EU spending is further limited by a multi-annual agreement between Members of the European Parliament, the Council of Ministers, and the European Commission. This agreement contains a "multi-annual financial framework". The recent ones cover spending plans for the seven-year periods from 2000 to 2006 and 2007 to 2013.

Proper management and control

The Commission implements the budget on its own responsibility, but shares most of the management with the Member States. A Community legal act – the Financial Regulation - agreed upon by the Member States sets out the rules for calling on, budgeting and using EU funding. All income and expenditure must be accounted for. Financial statements are drawn up showing the assets and liabilities of the Union and general and budget accounts are maintained.

Commission staff are largely organised into policy departments called Directorates-General – DGs for short - each of which is headed up by a Director-General. Staff of the DGs manage the EU programmes and activities in their particular policy area, in liaison with their counterparts in the Member States as necessary.
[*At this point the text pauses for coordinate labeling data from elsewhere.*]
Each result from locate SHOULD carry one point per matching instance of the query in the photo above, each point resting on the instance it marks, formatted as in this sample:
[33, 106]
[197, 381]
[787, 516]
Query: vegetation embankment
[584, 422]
Audits are conducted both by internal auditors and by the external auditor (the European Court of Auditors). The Directors-General have to draw up a report each year, reviewing the work of their departments and commenting on the use made of the resources that were put at their disposal. These Annual Activity Reports are presented to the Members of the Commission and a report of them is transmitted to the budgetary authority, i.e. to the European Parliament and the Council of Ministers, by 15 June following each budget year.

Commission is accountable to Parliament for the use of the EU budget

Both the annual internal and external auditors' reports on the management of Union funds are sent to the European Parliament and to the Council of Ministers. Each year, under what is known as the "discharge procedure", the European Commission and the other EU institutions are accountable to the European Parliament for the use made of the resources at their disposal. The Commission is obliged to take follow-up action on the conclusions reached and recommendations made under the discharge procedure by the European Parliament and Council of Ministers. Parliament, Council and the Court check on these follow-up actions.